月間ユニークビジター数が2億人超のQuoraは、オバマ元大統領やヒラリー・クリントン氏など、多くの著名人や起業家も使用している注目サービスです。世界に膨大な量の知識がある中、ほとんどの知識は限られた人々しかアクセスできないため、Quoraは「世界中の知識をみんなで共有し、その知識を広げ深めること」を使命として、有識者と質問者が繋がり、AI技術を駆使しながら知識を共有することを目的としています。記名で回答することがルールであるため、著名人に関する質問に対し、本人が回答することも珍しくなく、また、AIのパーソナリゼーション(個人向けにカスタマイズすること)は時に視野を狭めてしまうことがあるので、Quoraのアルゴリズムは人々に探索してもらうことも工夫されているそうです。

「Quoraで私たちは、知識を共有したいと感じるさまざまなモチベーションを大切にしたいと考えています。
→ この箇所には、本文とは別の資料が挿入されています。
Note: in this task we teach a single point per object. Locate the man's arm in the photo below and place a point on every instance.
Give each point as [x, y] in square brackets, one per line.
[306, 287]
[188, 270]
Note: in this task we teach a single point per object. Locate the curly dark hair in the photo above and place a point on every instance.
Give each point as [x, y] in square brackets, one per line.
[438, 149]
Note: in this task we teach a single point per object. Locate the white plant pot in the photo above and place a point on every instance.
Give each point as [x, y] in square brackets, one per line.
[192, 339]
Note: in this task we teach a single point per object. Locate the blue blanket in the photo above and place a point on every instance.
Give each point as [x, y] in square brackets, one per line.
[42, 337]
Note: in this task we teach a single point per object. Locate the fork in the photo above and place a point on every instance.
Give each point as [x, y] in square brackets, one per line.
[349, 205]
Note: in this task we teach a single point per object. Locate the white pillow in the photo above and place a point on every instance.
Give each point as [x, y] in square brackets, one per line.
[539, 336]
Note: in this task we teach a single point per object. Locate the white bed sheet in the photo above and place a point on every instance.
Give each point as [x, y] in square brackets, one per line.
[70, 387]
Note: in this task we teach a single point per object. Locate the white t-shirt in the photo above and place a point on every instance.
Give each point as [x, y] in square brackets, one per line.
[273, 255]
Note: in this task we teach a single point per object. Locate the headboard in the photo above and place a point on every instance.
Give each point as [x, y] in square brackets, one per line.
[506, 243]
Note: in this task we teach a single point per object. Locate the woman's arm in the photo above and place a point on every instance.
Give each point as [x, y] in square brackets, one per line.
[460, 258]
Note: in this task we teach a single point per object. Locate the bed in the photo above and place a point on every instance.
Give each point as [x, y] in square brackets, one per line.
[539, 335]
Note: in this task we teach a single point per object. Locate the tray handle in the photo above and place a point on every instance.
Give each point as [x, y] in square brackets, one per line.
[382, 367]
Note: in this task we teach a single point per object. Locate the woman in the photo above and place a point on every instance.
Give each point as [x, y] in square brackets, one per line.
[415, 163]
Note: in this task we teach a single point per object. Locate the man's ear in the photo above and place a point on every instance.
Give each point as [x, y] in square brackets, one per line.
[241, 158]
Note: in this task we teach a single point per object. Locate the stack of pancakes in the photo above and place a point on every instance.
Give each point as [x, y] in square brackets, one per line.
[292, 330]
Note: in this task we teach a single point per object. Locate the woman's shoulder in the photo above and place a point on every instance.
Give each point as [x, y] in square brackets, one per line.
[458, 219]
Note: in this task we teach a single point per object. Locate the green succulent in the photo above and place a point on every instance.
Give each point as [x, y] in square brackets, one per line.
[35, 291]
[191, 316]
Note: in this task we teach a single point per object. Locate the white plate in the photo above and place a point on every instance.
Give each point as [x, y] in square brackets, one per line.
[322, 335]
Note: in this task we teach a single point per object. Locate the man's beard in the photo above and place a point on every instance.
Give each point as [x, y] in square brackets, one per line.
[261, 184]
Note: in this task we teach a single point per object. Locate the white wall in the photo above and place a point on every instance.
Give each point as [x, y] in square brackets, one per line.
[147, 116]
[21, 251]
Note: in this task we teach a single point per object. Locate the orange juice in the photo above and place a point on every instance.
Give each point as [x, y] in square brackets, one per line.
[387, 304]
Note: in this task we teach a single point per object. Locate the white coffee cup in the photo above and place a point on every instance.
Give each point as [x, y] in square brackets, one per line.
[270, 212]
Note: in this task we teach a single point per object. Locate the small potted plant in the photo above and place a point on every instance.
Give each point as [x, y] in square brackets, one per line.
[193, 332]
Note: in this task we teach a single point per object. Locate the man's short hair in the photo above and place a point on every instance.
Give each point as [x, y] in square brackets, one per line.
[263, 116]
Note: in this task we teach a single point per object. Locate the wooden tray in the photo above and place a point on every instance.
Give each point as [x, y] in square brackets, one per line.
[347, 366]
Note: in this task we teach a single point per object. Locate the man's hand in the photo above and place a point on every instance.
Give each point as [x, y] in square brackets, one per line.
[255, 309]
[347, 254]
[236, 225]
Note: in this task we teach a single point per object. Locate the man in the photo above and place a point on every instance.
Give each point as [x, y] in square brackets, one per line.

例えば、ある人たちは純粋に人助けしたい、またある人たちはレピュテーションを築きたいというモチベーションがあります。また、自分の経験をシェアしたいと思う方もいます。」と話しました。さらに、リスク管理しながらも、AIがもたらす未来に対して楽観的なディアンジェロ氏は、人々とAIが協働することによって、さまざまなサービスのクオリティーが担保され、AIが出来る限りの仕事をしながら、その隙間を人間が埋めていくことが理想と語りました。

最後にディアンジェロ氏は、会場に集まった学生に対し、自分や友達のために小さなプロジェクトから始めるようにとアドバイスしました。ディアンジェロ氏自身も、中学生のころからプログラミングを趣味としてはじめ、コンテスト等にエントリーすることによって、学習サイクルを確立しながら楽しむことで得たものがあったと話しました。